On July 9, 2004, Ralph Nader and Howard Dean debated the role of third parties in U.S. elections. The debate was sponsored by NPR and can be heard online at http://www.npr.org/templates/story/story.php?storyId=3262027. A transcript of the the debate is at http://www.crocuta.net/Dean/Dean_Nader_Debate_July9_2004.htm. I was happy to hear both Nader and Dean endorse Instant Runoff Voting (IRV), a method for fixing the "spoiler" problem. This system of voting is described at http://www.instantrunoff.com/FAQ.php. IRV allows a voter to vote for a third party candidate without the fear of throwing the election to the major party candidate that they like least. This would allow a qualified third party to steadily build support, something that is not currently possible.

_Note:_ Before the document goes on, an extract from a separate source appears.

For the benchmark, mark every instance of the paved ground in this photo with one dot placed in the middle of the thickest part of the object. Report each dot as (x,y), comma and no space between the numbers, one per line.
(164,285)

I think that Nader could best publicize this issue by running his campaign to promote his positions but dropping out just before the election, stating that he is forced to do so by the current system so that he does not act as a spoiler. He could then recommend that his supporters vote for the candidate who has best taken up his positions or that he most supports. That, at least, would give him some political leverage and the major parties, as well as the people, might give a little more thought to addressing this issue. In any case, this would be much more responsible than acting as a spoiler.
Ironically, a spoiler is most likely to throw the election to the candidate who he is least like. During the debate, Nader asked the question: "And if you don't vote your conscience, I'd like to hear from you about what part of your body you are voting". I would propose that, in not facilitating Bush's election by voting for Nader, that voter is voting their BRAIN. Nader likewise needs to exercise his brain along with his well-developed conscience.